Selecting your universities
To begin with you should be fairly clear on what you wish to pursue and should decide universities according to how they align with your interests. Different universities are suitable for different programs and not every university offers your desired program. Resources such as QS can be employed to check what universities are relatively better for which programs. You can also observe the amount and quality of research that the university’s faculty and students have undertaken and whether it can offer you internships. Check what the employment and wage statistics are for the graduates of that university of your program. Many universities will not state their minimum academic thresholds but you can search on the internet for what minimum GRE scores and CGPAs are accepted. Their tuition, other mandatory expenses and financial aid offerings will be listed under their ‘finances’ section. Your selection should include a range of universities, from highly ambitious targets, to more moderate ones and some backups. According to your undergraduate academic performance, test scores and work experience, decide in which university you will be accepted in and be able to afford. This process should begin at the latest in the June-July of the year preceding the year when you wish to begin your studies.
Noting down the requirements
Make a list of the requirements of your universities and their deadlines. Note their GRE/GMAT requirements, whether they require you to take the IELTS/TOEFL before submitting your application and how many letters of recommendation they require, especially as these require a great deal of pre-planning. Many of these will overlap hence you can write a couple of personal statements for all of them.
Many universities list their minimum IELTS/TOEFL score requirements and these are generally achievable if some effort is invested. Similarly, a higher GRE score can also be achieved by starting early. Attempt to get your test scores before the deadline. You should utilize resources such as ETS, Kaplan, and Magoosh. Some universities accept studying at a post-secondary institution where English is the language of instruction as proof of English proficiency hence you may be exempt from IELTS/TOEFL for such universities.
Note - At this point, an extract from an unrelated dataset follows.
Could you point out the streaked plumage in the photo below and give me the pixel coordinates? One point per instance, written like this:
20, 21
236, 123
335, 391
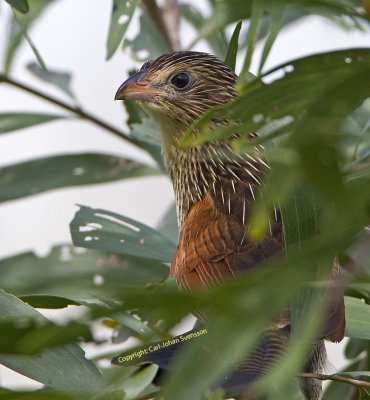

Gather all your post-secondary transcripts which should contain all your courses, grades and degrees. Contact your chose recommenders for your letters of recommendation early on. These letters are vital in showcasing your merit and abilities and should be filled out by individuals whom you have done research with, worked under or been taught by. Ensure your CV contains important details about your past work/internship experiences and what you learnt from the tasks assigned.
If you plan to embark on graduate studies, it is best to begin planning in at least the final year of undergraduate studies. Many universities emphasize work experience on their website and even those that do not say so, will look favorably upon such experience, especially when it comes to providing you financial aid. Thinking about what graduate studies you wish to pursue early on will help you plan your application in just the right manner. Ensure that the essays in your applications are relevant and highlight your experiences adequately.